A few points about gay marriage and the Constitution:
1. State legislatures and Congress have always, and will always, legislate morality. What is a criminal code but a body of laws prohibiting and punishing all kinds of “personal” behavior considered adverse to the public good? Hence, laws prohibiting polygamy, sex with minors, incest, etc. Respecting polygamy, Congress passed statutes outlawing that practice throughout the mid- to late 1800’s — including jail terms and fines — which laws were upheld by federal courts. The fact that such conduct may have occurred in the privacy of one’s bedroom was of no consequence. That’s not to say that the moral authority to regulate behavior should be used in all situations, such as sodomy. In fact, even before the Supreme Court acted in Lawrence v. Texas, such state laws were being repealed and went unenforced — even in Lawrence.
Federal and state laws not only apply to “personal” relationships, but all kinds of “private activities” having nothing to do with marriage, sex, etc., but which have a moral basis. In fact, it’s difficult to imagine any set of laws not founded on moral judgments intended to promote or prohibit some behavior — from laws involving contracts and torts to anti-trust and civil rights laws.

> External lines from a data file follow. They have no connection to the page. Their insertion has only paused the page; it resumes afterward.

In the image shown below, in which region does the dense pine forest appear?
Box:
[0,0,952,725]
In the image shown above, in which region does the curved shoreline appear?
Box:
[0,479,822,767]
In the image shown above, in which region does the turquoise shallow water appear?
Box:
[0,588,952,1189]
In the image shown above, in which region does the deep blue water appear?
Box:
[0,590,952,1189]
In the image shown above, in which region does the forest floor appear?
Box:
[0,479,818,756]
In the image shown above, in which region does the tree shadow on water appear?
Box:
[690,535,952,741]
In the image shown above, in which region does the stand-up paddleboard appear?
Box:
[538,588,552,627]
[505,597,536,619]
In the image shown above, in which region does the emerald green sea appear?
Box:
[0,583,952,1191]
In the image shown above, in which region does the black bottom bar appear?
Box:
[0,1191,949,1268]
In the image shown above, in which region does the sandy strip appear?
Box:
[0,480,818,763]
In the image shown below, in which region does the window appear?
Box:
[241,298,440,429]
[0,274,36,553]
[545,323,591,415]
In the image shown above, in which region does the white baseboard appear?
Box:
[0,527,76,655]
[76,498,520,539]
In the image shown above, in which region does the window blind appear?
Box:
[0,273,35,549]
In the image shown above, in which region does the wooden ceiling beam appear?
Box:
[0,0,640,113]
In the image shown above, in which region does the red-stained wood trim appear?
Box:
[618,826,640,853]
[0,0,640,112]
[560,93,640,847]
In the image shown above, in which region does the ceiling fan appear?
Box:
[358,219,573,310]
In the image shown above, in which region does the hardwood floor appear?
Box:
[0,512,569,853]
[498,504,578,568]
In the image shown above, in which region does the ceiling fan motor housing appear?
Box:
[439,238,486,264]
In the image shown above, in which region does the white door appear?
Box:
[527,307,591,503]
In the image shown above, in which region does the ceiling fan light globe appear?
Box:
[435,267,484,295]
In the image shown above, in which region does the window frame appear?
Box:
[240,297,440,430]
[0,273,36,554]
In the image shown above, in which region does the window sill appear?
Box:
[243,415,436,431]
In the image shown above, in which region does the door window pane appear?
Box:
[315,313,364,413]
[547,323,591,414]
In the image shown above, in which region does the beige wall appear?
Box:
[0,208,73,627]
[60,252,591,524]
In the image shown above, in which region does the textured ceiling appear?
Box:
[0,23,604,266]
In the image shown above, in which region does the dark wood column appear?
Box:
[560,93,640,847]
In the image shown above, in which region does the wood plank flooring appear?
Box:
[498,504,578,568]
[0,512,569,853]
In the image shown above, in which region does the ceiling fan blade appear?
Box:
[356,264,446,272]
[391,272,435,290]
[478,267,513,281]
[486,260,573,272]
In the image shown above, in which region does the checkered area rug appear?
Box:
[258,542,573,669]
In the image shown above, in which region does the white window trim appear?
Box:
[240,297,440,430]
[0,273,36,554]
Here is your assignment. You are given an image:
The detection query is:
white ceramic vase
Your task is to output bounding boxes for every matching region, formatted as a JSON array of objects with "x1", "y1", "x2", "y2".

2. Many liberals who reject the 10th amendment in support of expansive interpretations of the Commerce Clause and the Fifth and Fourteenth Amendments, for the purpose of evading the Constitution’s limitations on federal authority, are now embracing states’ rights for the sole purpose of defending a well-planned legal strategy of securing favorable state court decisions by forum shopping the gay marriage issue in places like Massachusetts. And their intention is for these decisions to percolate up to the federal court system, where the much abused Fourteenth Amendment will be used to uphold such marriages under the Equal Protection Clause. This has nothing to do with states’ rights, and everything to do with activist judges. Consequently, the movement to amend the Constitution.
3. Through their interpretations, judges amend the Constitution all the time. They do so without following the rather elaborate and publicly accountable process of securing a two-third’s vote in both houses, and a three-fourth’s vote of the states. They simply issue an opinion which, under the theory of judicial review, becomes the final say on the topic. It is odd, indeed, that those who endorse such a non-representative process, supported nowhere in the Constitution, find the formal amendment process so dangerous on a matter of such import to so many people. Moreover, an amendment in this case is intended to blunt a legal strategy that gives legal primacy to a handful of activist judges.
4. What kind of amendment should Congress consider and pass on to the states for possible ratification? The Senate today couldn’t agree. Republicans are said to be divided over whether the amendment should define marriage at the federal level, or leave the definition to the states. The question for each conservative is which among conflicting principles should dictate — among them, traditional marriage, federalism, and judicial restraint. Let me suggest that federalism is a stalking horse for many on the left who know full well that the final determination will be made by the U.S. Supreme Court. In fact, they oppose an amendment defining marriage not because of their concern about the Constitution itself, and certainly not because of their allegiance to the doctrine of federalism, but because it would remove the decision from the Court and leave it with Congress and the state legislatures.
Most libertarians (who are not necessarily advocates of federalism) and some conservatives are sincerely attracted to the federalism argument. But the legal approach in which this issue has been litigated, and which has set the legal foundation on which it will be decided, makes such a position untenable.